In general, adults with a healthy immune system are able to “fight” this virus, but that does not stop transmission.

Adults who are not immunocompromised can “fight off” this virus due to their strong immune systems, so symptoms will more than likely be quite mild.

But, as COVID-19 shows, “a sniff for you might be OK, but [if spread], it could literally kill the little one and the old person,” Grover said. This is especially the case for adults who may be caregivers or relatives of children or people with weakened immune systems.

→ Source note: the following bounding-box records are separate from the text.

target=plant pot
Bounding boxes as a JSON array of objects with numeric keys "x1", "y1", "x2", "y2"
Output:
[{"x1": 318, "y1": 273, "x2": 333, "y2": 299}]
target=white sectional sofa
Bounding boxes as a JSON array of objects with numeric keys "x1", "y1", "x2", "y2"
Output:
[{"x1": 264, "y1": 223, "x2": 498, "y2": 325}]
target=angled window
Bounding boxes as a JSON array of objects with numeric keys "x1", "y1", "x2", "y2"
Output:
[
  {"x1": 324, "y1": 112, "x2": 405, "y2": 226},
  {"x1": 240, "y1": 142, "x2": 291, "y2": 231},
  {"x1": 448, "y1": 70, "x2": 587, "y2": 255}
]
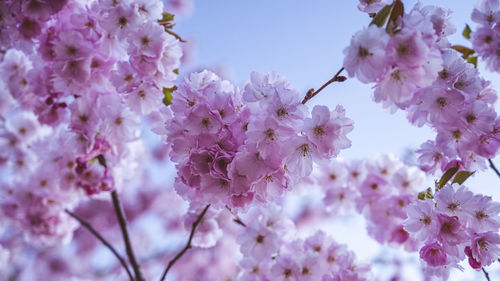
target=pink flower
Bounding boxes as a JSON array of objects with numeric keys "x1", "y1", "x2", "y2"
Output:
[
  {"x1": 420, "y1": 242, "x2": 447, "y2": 266},
  {"x1": 304, "y1": 105, "x2": 353, "y2": 157},
  {"x1": 466, "y1": 194, "x2": 500, "y2": 232},
  {"x1": 466, "y1": 231, "x2": 500, "y2": 269},
  {"x1": 403, "y1": 200, "x2": 440, "y2": 241},
  {"x1": 435, "y1": 184, "x2": 472, "y2": 218}
]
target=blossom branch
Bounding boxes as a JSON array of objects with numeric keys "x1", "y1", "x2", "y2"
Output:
[
  {"x1": 302, "y1": 67, "x2": 347, "y2": 104},
  {"x1": 64, "y1": 210, "x2": 134, "y2": 281},
  {"x1": 111, "y1": 190, "x2": 145, "y2": 281},
  {"x1": 481, "y1": 267, "x2": 491, "y2": 281},
  {"x1": 160, "y1": 204, "x2": 210, "y2": 281},
  {"x1": 488, "y1": 159, "x2": 500, "y2": 177}
]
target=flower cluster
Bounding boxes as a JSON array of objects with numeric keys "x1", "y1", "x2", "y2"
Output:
[
  {"x1": 404, "y1": 183, "x2": 500, "y2": 278},
  {"x1": 0, "y1": 0, "x2": 182, "y2": 243},
  {"x1": 471, "y1": 0, "x2": 500, "y2": 72},
  {"x1": 167, "y1": 71, "x2": 353, "y2": 208},
  {"x1": 317, "y1": 155, "x2": 425, "y2": 248},
  {"x1": 344, "y1": 4, "x2": 500, "y2": 172},
  {"x1": 236, "y1": 206, "x2": 369, "y2": 281}
]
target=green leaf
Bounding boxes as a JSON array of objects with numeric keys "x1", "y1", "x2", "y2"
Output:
[
  {"x1": 462, "y1": 24, "x2": 471, "y2": 40},
  {"x1": 158, "y1": 12, "x2": 174, "y2": 23},
  {"x1": 452, "y1": 171, "x2": 474, "y2": 184},
  {"x1": 370, "y1": 5, "x2": 392, "y2": 27},
  {"x1": 418, "y1": 187, "x2": 434, "y2": 200},
  {"x1": 451, "y1": 45, "x2": 474, "y2": 59},
  {"x1": 163, "y1": 86, "x2": 177, "y2": 106},
  {"x1": 418, "y1": 191, "x2": 425, "y2": 200},
  {"x1": 436, "y1": 163, "x2": 458, "y2": 191},
  {"x1": 467, "y1": 56, "x2": 477, "y2": 68},
  {"x1": 386, "y1": 0, "x2": 405, "y2": 34}
]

Grover and Arias both said that to protect yourself and others, you should wear a mask in crowded spaces, stay home if you’re sick, practice good hand hygiene, and make sure you’re up to date on your COVID-19 vaccination, especially with the new COVID-19 bivalent booster, and you have had your flu shot.

There is no vaccine for RSV, although there are currently vaccines in development.

Arias noted that getting tested if you have symptoms is also a good idea, as it can determine the type of virus you have and the best treatment plan. There’s a three-in-one test that checks for influenza, RSV, and COVID-19.

It pays to be careful because three highly contagious and potentially deadly viruses spread so quickly. And in terms of RSV, “frankly right now I would consider everyone a carrier,” Grover said.